Benzodiazepines, or benzos for short, are a large class of drugs with drug names that end in -pam, like clonazepam and lorazepam, names that end in -lam, like midazolam and alprazolam, as well as chlordiazepoxide. Benzodiazepines are central nervous system depressants, meaning they slow the brain down and reduce brain activity. This is helpful in treating anxiety, treating seizures, as well as treating the symptoms of alcohol withdrawal. Benzodiazepines cause sedation, to the point where some benzodiazepines may even be used to treat insomnia. Benzodiazepines can also cause respiratory depression, if taken in excess or if taken with other CNS depressants like alcohol or opioids. Benzodiazepines can cause tolerance and dependence, and if possible, the drug should be tapered down slowly to avoid withdrawal symptoms. If respiratory depression or other toxic effects of benzodiazepines do occur, flumazenil is the antidote used and can reverse the effects of benzodiazepines.

Key Points

  • Key drugs
    • -pam Ending
      • Clonazepam
      • Lorazepam
      • Diazepam
    • -lam Ending
      • Midazolam
      • Alprazolam
    • Chlordiazepoxide
    • Clorazepate
    • Mechanism
      • CNS Depressant / Anxiolytic
        • Potentiates the effects of GABA to depress the CNS
        • Stabilizes neuronal membranes and suppresses the the spread of seizure activity
        • Acts on limbic, thalamic, and hypothalamic levels of the CNS (Suanders)
    • Clinical Use
      • Anxiety Disorders
        • Generalized Anxiety Disorder
        • Panic disorder
        • Post-traumatic stress disorder (PTSD)
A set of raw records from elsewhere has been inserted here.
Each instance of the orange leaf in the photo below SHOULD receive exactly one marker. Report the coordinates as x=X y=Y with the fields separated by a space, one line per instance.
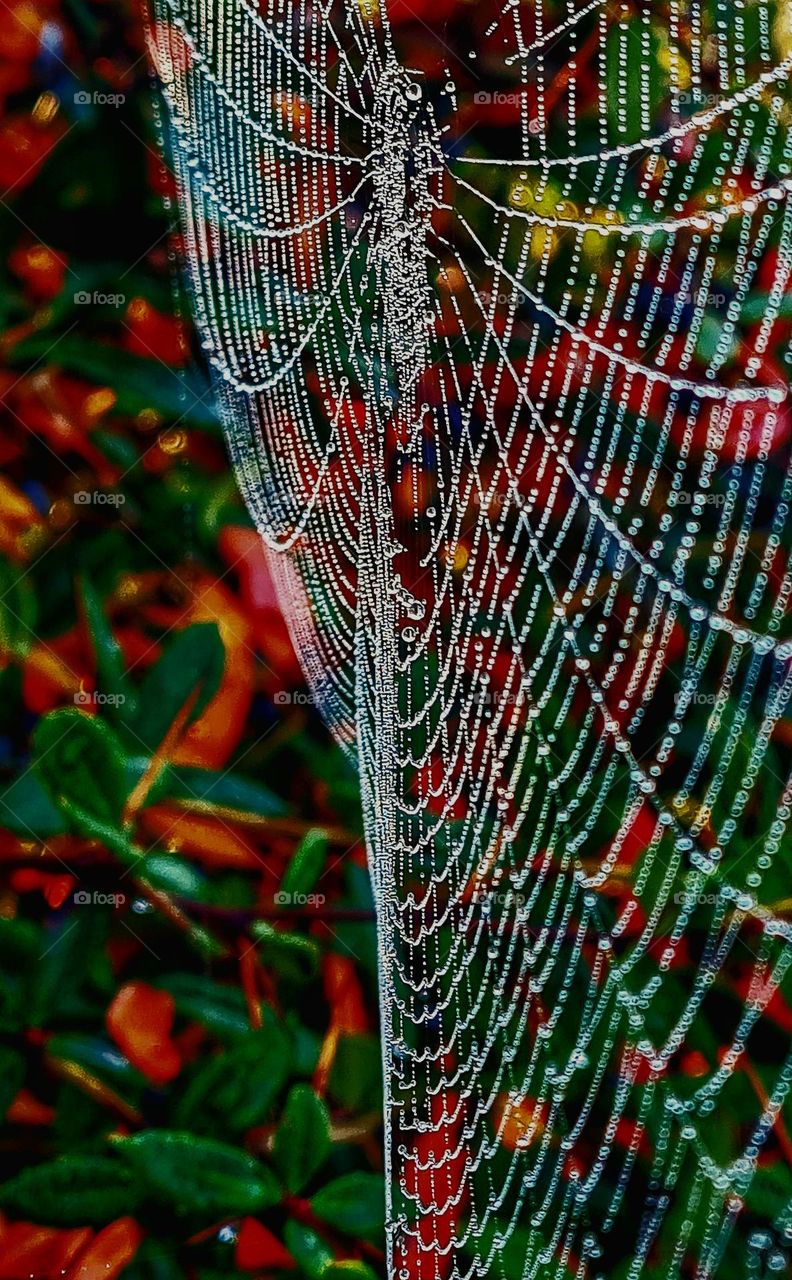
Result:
x=44 y=1252
x=109 y=1252
x=140 y=1020
x=213 y=842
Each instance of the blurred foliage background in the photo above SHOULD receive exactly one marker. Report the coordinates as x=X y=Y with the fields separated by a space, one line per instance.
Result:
x=190 y=1070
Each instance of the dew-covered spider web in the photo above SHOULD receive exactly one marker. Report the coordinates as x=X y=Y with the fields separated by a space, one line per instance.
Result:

        • End of life anxiety
      • Seizure (Status Epilepticus)
        • CNS depression can suppress the spread of seizure activity
        • IV lorazepam or diazepam are used
      • Alcohol withdrawal
        • Helps prevent autonomic dysregulation (Delirium Tremens)
        • Note that benzodiazepine withdrawal may also be treated with lorazepam
      • Insomnia/Sedative
        • May be used in setting of anesthesia
      • Antiemetic
      • Muscle spasm
    • Side Effects and Adverse Reactions
      • Sedation
        • Anterograde amnesia and sedation may be used in setting of anesthesia
        • If possible, give at bedtime to reduce daytime sleepiness
        • Elderly patients should avoid due to fall risk and potential to cause delirium
        • Caution patients against driving while taking benzodiazepines
      • Respiratory depression
        • Use with caution in combination with opioids, avoid alcohol
        • Contraindicated in sleep apnea, COPD, and respiratory depression
      • Withdrawal symptoms
        • Drug should not be abruptly stopped; taper if possible
        • Anxiety, insomnia, diaphoresis, tremors, hypertension, muscle twitching, seizures, headache, nausea/vomiting (same mechanism as alcohol withdrawal)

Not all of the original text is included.